Using a hybrid type 1 effectiveness-implementation design the investigators will also conduct an implementation- focused process evaluation to yield relevant data to inform future implementation, including process measures, clinician and staff (n=150) perspectives and cost effectiveness.

This proposed study is directly informed by rigorous prior research by this group and others demonstrating: 1) a need for new strategies to engage patients, particularly Black and Hispanic individuals, with AUD in treatment; 2) benefits of engaging patients in addiction treatment during acute care;3) benefits of MAUD and the potential to integrate its provision in general medical settings; and 4) benefits of CBT as an adjunct to MAUD with strong support for CBT4CBT across diverse populations

Study Timeline

• Study First Submitted: 2022-04-13
• Study First Submitted QC: 2022-04-13
• Study First Posted: 2022-04-21
• Study Start: 2022-09-13
• Status Verified: 2025-04
• Last Update Submitted: 2025-04-24
• Last Update Posted: 2025-04-25
• Primary Completion: 2026-12-31
• Study Completion: 2026-12-31

Recruitment & Eligibility

• Status: RECRUITING
• Sex: All
• Target Recruitment: 450

Inclusion Criteria

• hospitalized at Yale New Haven Hospital (YNHH)
• meet Diagnostic and Statistical Manual (DSM-5) criteria for a moderate to severe AUD (regardless of primary reason for hospitalization) consistent with clinical guidelines for MAUD initiation
• >1 heavy drinking day by TLFB in 30 days prior to hospitalization
• willing to consider MAUD
• willing and able to be contacted for follow-up
• provide written informed consent

Exclusion Criteria

• have been engaged in formal AUD treatment in the past 30 days (i.e., excluding mutual help groups, such as Alcoholics Anonymous)
• meet DSM-5 criteria for untreated moderate to severe opioid use disorder
• self-reported or urine testing confirming pregnancy, nursing, or trying to conceive
• life-threatening or unstable medical, surgical, or psychiatric condition that prohibits study participation
• inability to provide >1 collateral contact for a friend or family member
• anticipate being unable to return for follow-up assessments for any reason, such as travel, incarceration, planned procedure
• inability to understand English or Spanish.

Study & Design

• Study Type: INTERVENTIONAL
• Study Design: PARALLEL

Arm && Interventions

Group	Intervention	Description
Brief Negotiated Interview (with referral and telephone booster) alone	Brief Negotiated Interview (BNI)	All participants will receive BNI with referral and a 15-20 minute telephone booster delivered by a trained Health Promotion Advocate (HPA) at 2 weeks.
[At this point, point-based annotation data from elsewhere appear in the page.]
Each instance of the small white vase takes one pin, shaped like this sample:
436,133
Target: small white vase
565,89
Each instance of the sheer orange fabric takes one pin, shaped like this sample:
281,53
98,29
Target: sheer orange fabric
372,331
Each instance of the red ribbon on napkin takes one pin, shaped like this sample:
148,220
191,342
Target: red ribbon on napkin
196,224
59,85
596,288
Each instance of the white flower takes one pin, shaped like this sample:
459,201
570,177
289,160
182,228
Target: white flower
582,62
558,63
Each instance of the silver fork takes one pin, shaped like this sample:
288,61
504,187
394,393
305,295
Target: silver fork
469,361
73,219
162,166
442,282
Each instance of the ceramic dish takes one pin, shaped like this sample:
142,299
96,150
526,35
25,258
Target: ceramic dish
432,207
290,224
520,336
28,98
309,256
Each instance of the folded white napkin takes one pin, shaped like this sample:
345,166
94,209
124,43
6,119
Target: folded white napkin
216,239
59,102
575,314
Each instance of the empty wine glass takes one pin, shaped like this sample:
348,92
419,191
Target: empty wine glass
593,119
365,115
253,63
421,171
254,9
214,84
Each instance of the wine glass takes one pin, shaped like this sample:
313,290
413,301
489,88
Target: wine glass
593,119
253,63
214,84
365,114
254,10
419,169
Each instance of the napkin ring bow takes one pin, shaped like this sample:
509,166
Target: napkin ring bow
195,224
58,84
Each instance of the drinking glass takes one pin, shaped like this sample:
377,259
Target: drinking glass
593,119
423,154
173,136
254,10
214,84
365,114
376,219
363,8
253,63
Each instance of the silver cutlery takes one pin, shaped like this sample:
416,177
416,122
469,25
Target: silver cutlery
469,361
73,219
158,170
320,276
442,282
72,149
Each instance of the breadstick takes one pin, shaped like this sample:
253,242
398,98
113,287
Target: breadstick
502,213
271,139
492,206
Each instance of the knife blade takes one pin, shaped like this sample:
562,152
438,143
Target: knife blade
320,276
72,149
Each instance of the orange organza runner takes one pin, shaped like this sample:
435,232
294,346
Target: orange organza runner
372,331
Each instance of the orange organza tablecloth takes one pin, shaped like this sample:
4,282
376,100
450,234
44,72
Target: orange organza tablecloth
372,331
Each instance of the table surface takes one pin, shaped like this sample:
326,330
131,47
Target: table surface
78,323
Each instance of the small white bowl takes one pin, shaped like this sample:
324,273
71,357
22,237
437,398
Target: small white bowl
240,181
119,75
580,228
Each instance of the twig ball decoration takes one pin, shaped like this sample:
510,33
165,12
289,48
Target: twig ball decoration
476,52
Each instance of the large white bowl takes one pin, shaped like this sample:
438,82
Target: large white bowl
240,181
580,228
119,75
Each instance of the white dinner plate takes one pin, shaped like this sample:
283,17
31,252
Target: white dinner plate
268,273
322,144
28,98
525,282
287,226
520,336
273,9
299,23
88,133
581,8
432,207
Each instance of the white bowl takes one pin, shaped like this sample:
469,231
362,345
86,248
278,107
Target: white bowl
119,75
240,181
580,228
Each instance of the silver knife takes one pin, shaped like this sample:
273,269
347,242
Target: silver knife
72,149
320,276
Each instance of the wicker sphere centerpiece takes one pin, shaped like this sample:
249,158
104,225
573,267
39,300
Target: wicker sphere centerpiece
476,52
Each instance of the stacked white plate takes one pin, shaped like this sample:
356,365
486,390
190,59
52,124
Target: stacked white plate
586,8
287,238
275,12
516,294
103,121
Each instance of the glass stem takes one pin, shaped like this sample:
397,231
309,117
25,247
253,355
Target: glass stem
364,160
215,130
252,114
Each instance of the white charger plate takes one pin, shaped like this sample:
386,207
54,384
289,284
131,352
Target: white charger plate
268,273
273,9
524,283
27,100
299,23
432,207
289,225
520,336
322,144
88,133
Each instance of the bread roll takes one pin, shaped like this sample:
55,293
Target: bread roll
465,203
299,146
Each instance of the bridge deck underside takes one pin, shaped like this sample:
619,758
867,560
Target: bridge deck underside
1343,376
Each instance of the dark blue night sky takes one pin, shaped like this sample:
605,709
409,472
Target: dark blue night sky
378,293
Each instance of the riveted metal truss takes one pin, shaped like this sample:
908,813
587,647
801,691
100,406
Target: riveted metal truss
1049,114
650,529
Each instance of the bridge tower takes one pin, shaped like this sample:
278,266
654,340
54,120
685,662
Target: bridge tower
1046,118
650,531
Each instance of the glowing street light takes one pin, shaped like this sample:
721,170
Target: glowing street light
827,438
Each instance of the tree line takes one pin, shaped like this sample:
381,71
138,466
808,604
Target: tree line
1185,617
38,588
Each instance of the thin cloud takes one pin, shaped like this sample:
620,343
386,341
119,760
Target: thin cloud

The purpose of the BNI is to assist patients in recognizing and changing levels of alcohol consumption that pose health risks. The main goals of the BNI are to: 1) lessen ambivalence about reducing alcohol use; and 2) negotiate strategies for change. During BNI, the HPA will: 1) Raise the subject of alcohol; 2) Provide feedback: review the patient's alcohol consumption, make a connection to the patient's medical condition and reason for hospitalization; review guidelines for lower risk alcohol use; 3) Enhance motivation: have the patient identify on a readiness change ruler and develop discrepancy; and 4) Negotiate and Advise: negotiate goal, give advice, have patient complete drinking agreement; summarize and arrange follow-up.
BNI+MAUD	BNI+facilitated provision of MAUD	For either BNI+facilitated provision of MAUD or BNI+facilitated provision of MAUD+CBT4CBT, the HPA will provide education and counseling regarding MAUD as part of the BNI to the participant and communicate to the primary medical team that MAUD is indicated. The specific MAUD chosen will be made at the discretion of the patient and the primary medical team with recommendations from the study physicians, with a goal of prioritizing FDA approved medications. Participants will be encouraged to initiate (or receive as in the case of injectable naltrexone) MAUD prior to discharge and will be provided a prescription for a 30-day supply. Medications will be obtained through regular means and not provided directly through the study. During the BNI telephone booster, the HPA will inquire about and address any barriers to MAUD and encourage continued adherence.
BNI+MAUD+CBT4CBT	Brief Negotiated Interview BNI+facilitated provision of MAUD+CBT4CBT	Participants randomized to BNI+facilitated provision of MAUD+CBT4CBT will be given a username and password to access the web-based program and be encouraged to begin accessing the program during their hospitalization. The HPA will assist each participant with login during the first session and be available to answer any questions. Participants will be asked to complete no more than two modules per week, with an expectation of completing all seven modules by the end of the 34-day post-discharge. The program tracks, for each participant, time logged onto the program, modules accessed, progress through the program from session to session, completion of homework assignments, and learning of CBT principles through brief quizzes. Participants will be allowed to repeat modules as desired. During the BNI telephone booster, the HPA will inquire about engagement with CBT4CBT, address any questions and problems with the program, and encourage practice of coping activities (i.e., homework).

Primary Outcome Measures

Name	Time	Method
The primary outcome will be the percentage of participants engaged in AUD Treatment at the 34-day post hospital discharge timepoint, defined as any self-reported AUD treatment service assessed on the AUD Treatment Assessment.	Day 34 post hospital diacharge	AUD Treatment Engagement Assessment is a self-report used to assess if participants have participated in different types of treatment engagement for alcohol use over 34 days. That data is verified by an outside source.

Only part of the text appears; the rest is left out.